---
title: "Review of Linear Regression (ELMR Chapter 1)"
author: "Dr. Jin Zhou @ UCLA"
date: "Apr 6, 2023"
output:
  # ioslides_presentation: default
  html_document:
    toc: true
    toc_depth: 4  
subtitle: Biostat 200C
---

```{r setup, include=FALSE}
rm(list = ls())
knitr::opts_chunk$set(fig.align = 'center', cache = FALSE)
```

Display system information and load `tidyverse` and `faraway` packages
```{r}
sessionInfo()
library(tidyverse)
library(faraway)
```
`faraway` package contains the datasets in the ELMR book.

## GA 2000 US Presidential Election Data

The `gavote` data contains the voting data of Georgia (GA) in the 2000 presidential election.
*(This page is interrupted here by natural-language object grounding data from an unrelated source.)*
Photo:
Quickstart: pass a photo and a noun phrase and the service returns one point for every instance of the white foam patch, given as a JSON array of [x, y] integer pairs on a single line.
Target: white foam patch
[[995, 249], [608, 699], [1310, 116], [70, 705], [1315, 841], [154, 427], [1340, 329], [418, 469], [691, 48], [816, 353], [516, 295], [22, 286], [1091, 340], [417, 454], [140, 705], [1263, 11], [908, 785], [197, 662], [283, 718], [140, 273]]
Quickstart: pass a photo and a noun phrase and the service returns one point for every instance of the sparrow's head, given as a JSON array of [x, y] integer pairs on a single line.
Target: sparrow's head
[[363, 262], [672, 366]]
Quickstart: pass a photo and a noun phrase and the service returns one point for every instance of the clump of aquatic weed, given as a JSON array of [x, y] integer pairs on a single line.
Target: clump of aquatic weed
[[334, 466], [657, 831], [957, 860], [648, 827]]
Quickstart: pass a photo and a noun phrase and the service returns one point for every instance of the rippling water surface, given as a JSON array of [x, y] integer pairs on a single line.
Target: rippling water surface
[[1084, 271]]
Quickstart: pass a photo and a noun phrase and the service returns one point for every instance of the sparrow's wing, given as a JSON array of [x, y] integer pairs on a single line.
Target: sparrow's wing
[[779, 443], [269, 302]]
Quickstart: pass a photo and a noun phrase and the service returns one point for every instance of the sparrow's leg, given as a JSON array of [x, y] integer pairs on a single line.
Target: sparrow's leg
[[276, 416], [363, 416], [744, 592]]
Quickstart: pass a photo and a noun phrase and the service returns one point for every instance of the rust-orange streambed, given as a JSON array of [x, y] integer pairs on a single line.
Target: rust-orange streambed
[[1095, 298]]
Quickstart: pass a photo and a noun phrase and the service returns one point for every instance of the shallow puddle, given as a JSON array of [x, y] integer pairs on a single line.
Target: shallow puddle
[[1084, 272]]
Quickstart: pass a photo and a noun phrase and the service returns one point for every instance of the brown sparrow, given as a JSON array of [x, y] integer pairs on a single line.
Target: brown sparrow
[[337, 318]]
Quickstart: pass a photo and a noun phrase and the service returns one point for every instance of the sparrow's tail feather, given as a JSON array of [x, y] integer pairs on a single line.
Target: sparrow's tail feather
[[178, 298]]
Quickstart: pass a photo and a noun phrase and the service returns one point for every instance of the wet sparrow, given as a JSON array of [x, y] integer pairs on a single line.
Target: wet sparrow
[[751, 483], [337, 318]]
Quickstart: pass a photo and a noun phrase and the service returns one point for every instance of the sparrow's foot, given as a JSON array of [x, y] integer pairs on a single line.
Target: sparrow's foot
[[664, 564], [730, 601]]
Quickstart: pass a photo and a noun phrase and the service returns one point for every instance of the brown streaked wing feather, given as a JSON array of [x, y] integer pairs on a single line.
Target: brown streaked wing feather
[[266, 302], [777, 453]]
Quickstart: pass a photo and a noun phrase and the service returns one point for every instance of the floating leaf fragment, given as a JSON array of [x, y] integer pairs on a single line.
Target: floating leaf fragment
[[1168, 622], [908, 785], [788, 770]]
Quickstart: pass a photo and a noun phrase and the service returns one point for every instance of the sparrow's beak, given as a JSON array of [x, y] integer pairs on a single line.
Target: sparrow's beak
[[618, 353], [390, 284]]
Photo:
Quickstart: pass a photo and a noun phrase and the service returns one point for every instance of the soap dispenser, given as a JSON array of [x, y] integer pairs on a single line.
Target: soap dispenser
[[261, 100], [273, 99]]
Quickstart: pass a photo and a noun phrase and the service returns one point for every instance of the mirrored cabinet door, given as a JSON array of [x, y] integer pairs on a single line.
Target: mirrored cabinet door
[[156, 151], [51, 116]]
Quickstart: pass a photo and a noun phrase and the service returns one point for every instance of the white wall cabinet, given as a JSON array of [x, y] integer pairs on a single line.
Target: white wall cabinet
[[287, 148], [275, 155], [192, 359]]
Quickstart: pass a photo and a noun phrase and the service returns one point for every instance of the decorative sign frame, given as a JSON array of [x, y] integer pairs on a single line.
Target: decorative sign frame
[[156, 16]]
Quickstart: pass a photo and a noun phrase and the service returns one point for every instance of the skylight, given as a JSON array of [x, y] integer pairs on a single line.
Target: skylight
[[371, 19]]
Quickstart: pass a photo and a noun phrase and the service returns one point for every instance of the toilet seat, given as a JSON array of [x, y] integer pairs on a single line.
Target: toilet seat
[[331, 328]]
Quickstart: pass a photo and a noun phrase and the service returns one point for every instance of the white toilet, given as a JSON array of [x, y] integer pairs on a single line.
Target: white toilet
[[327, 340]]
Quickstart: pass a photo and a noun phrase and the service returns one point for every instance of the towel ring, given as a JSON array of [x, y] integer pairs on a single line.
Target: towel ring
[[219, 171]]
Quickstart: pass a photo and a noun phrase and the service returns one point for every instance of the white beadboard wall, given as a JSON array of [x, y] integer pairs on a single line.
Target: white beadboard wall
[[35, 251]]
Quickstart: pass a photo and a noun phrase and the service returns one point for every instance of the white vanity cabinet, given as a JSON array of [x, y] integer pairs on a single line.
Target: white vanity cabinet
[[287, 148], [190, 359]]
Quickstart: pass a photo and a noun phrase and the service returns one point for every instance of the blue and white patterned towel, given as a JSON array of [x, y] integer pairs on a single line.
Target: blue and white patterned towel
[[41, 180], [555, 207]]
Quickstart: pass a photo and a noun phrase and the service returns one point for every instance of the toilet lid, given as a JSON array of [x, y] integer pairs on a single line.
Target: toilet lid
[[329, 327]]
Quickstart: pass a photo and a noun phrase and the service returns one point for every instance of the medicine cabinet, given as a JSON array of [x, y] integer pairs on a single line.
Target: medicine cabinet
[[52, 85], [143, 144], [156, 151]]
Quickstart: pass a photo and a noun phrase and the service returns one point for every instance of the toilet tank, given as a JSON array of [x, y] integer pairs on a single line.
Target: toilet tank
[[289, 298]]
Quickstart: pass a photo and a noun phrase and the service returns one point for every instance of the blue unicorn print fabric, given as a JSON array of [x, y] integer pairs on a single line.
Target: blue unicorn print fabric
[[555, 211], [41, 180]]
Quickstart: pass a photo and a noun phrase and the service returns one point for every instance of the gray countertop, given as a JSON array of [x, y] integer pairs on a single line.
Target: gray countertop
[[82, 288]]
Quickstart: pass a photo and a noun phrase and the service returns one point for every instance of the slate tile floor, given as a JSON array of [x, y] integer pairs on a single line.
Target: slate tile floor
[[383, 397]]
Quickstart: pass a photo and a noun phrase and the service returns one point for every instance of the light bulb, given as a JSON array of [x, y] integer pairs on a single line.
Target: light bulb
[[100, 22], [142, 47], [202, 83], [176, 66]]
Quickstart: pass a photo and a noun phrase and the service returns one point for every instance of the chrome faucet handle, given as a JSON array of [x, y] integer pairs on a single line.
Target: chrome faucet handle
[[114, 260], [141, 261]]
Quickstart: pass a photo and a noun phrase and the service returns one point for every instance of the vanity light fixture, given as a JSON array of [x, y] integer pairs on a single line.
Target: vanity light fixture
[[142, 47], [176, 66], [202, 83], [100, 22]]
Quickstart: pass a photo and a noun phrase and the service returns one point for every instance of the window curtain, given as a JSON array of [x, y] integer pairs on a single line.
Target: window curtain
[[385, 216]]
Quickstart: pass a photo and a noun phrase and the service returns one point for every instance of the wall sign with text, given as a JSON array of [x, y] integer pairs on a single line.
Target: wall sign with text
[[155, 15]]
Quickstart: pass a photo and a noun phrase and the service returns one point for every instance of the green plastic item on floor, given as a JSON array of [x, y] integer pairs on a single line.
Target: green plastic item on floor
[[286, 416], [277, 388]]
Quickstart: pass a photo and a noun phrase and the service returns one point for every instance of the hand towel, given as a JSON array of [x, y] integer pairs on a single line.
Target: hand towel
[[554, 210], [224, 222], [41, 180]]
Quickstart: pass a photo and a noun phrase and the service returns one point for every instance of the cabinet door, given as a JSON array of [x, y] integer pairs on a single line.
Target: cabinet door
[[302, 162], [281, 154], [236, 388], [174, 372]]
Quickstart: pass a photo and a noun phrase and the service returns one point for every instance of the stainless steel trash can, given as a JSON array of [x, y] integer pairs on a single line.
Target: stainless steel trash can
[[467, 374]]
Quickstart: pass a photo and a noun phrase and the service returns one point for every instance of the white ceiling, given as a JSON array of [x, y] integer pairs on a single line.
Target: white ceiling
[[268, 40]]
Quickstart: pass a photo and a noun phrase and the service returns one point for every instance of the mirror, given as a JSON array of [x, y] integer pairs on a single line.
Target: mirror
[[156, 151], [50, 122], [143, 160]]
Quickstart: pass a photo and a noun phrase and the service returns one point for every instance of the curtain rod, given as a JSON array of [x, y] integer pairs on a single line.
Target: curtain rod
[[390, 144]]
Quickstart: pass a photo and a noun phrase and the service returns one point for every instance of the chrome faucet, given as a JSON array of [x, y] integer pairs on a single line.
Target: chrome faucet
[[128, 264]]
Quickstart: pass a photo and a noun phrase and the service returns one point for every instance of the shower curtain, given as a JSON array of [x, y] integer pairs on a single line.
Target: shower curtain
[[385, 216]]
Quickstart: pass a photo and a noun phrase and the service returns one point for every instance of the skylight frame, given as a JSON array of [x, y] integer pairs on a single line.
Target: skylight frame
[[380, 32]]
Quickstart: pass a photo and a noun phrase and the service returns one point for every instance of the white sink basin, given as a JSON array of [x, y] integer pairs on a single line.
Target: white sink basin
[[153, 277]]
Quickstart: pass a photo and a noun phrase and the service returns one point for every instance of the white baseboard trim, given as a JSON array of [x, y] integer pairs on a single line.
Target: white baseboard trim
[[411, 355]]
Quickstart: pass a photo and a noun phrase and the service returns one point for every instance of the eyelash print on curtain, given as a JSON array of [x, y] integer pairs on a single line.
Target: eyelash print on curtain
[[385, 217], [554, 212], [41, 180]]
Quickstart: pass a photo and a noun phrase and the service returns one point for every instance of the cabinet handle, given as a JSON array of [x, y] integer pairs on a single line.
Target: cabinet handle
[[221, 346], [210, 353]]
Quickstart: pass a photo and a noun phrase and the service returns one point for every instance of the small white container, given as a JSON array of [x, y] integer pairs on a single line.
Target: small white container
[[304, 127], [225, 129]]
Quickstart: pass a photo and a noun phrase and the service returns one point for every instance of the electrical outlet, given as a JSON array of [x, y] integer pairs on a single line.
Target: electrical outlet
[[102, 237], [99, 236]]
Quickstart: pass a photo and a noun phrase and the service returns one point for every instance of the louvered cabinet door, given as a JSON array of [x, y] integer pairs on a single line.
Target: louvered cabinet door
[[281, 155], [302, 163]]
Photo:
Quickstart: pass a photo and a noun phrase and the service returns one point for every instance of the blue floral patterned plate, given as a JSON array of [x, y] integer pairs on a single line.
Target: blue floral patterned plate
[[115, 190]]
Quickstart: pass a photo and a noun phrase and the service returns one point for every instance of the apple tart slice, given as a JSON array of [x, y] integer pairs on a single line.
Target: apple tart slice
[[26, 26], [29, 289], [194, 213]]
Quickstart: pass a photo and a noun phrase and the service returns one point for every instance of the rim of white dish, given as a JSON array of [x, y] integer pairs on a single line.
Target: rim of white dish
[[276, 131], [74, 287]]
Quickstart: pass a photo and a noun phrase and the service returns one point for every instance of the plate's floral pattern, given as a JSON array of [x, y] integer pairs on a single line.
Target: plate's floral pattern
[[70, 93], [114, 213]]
It is available as a dataframe. 
```{r}
# equivalent to head(gavote, 10)
gavote %>% head(10)
```
We convert it into a tibble for easy handling by tidyverse.
```{r}
gavote <- gavote %>% 
  as_tibble(rownames = "county") %>%
  print(width = Inf)
```
`str` function is useful for inspecting contents of any R object.
```{r}
str(gavote)
```

- Each row is a county in GA. 

- The number of votes, `votes`, can be smaller than the number of ballots, `ballots`, because a vote is not recorded if (1) the person fails to vote for President, (2) votes for more than one candidate, or (3) the equipment fails to record the vote. 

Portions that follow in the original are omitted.